Chemicals and Cancer
◆ The National Cancer Institute has published charts showing where death rates from lung, liver and bladder cancer among men are the highest. What these areas generally have in common are chemical plants and chemical pollution. Some authorities conclude that the lives of people around the world are increasingly endangered by the chemicals in their environment. Tests on animals suggest that chemicals, which may not directly cause cancer, can be changed by the body into substances that do. The evidence mounts that the unnatural pollution of modern industrial civilization is a factor in cancer.
◆ Park officials in Tanzania report that elephants have been gorging themselves on fermented fruit and going on drunken rampages. The park rangers saw elephants trumpeting, screaming, knocking down trees and chasing smaller animals.
Low Arms Spending
◆ Japan is said to spend less for armaments than any other country in the developed world except Denmark, less than one percent of the nation’s yearly income. In terms of dollars, Japan spends, on the average, only $33 per person, compared to $352 in the Soviet Union, $404 in the United States, and $468 in Israel.

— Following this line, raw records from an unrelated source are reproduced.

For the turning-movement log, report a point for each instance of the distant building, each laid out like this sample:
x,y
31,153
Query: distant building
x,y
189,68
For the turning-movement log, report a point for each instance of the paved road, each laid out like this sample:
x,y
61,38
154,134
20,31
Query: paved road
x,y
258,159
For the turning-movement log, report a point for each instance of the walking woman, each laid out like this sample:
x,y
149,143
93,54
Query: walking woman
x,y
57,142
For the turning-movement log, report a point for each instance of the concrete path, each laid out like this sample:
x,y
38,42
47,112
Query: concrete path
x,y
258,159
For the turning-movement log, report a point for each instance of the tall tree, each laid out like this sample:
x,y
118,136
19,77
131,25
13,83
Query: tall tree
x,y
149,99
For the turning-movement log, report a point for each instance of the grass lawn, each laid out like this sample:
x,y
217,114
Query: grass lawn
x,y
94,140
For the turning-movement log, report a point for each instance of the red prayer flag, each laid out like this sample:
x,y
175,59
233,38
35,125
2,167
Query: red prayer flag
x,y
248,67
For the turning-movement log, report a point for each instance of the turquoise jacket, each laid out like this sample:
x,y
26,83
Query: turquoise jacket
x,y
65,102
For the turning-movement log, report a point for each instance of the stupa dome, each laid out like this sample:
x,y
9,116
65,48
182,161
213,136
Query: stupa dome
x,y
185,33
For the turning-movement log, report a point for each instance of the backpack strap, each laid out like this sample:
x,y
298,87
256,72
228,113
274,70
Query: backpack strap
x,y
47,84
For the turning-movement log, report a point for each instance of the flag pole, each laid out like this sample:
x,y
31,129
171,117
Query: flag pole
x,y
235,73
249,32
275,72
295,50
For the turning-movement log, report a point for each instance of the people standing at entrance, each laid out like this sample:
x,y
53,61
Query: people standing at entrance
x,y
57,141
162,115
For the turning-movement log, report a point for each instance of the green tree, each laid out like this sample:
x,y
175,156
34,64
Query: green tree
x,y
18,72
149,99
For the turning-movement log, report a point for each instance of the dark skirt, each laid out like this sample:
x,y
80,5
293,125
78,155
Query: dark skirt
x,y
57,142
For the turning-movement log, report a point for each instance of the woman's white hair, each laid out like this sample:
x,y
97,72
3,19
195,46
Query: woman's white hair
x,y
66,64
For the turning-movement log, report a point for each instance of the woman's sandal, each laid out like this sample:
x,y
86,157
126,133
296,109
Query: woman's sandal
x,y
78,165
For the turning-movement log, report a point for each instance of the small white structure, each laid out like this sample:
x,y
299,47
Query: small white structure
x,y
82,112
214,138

◆ The $60 million spent by the U.S. government annually for tobacco price supports amounts to about $1,000 for each smoking-related lung cancer death, according to the Health Research Group’s recent report to President Ford. “On the other hand, the Federal Government spends only $14.30 per (smoking-related) lung cancer death annually on educating the public about the dangers of smoking,” the report maintains. “At the same time, the tobacco industry spends over $2,857 per lung cancer death on promoting the tobacco habit.” Over 74,000 Americans died of lung cancer in 1973.
◆ Is dabbling in the occult just a harmless pastime? The recent experience of a 17-year-old California girl indicates it is not. While driving a car she poured gasoline over herself and ignited it. Shortly before dying in the hospital, she said: “I want to know what it feels like to be dead.” Reportedly, she was deeply interested in the supernatural and in claimed spirit existence after death.
◆ “Waiting for Armageddon,” observes Time magazine, has been “turned to profit.” Some California land speculators have arranged for those who fear the worst to purchase membership in a secret mountain hideaway for $12,500 plus annual dues of $300. Dehydrated food, water and electricity supposedly will be supplied for members when the world collapses and all approach roads to their “survival” community are dynamited.
To Satisfy Gamblers
◆ Greyhound racing is popular among Florida gamblers, reports Sports Illustrated magazine, but many persons do not realize that the competition is not just a “race.” Says one trainer: “When eight dogs chase a lure around a racetrack, they’re not racing. They’re running to kill.” First the dogs are trained to chase down live rabbits. “Once they taste that live rabbit when they’re pups, they’re killers for life,” says another trainer. “They’re not kill-crazy ’cause we starve them. They’re kill-crazy ’cause they’re trained on live rabbits. People like to bet, and greyhounds like to kill. It’s natural.”
Cause of Economic Woes
◆ In these days of economic problems, theories abound as to possible causes and cures. One cause, however, is often overlooked. Thomas Wiseman speaks of it in his recent book The Money Motive: “What the studies of our economic dilemmas leave out is money lust, the underlying impulse, craving, obsession, whatever it is, out of which our present economizing/accumulating culture has arisen.”
Rock Concert Danger
◆ The Journal of the American Medical Association confirms that rock concerts can be dangerous to hearing. Noise levels produced by the musicians with the aid of amplification devices are much higher than considered safe. Permanent hearing damage, or even loss, could occur, the report states.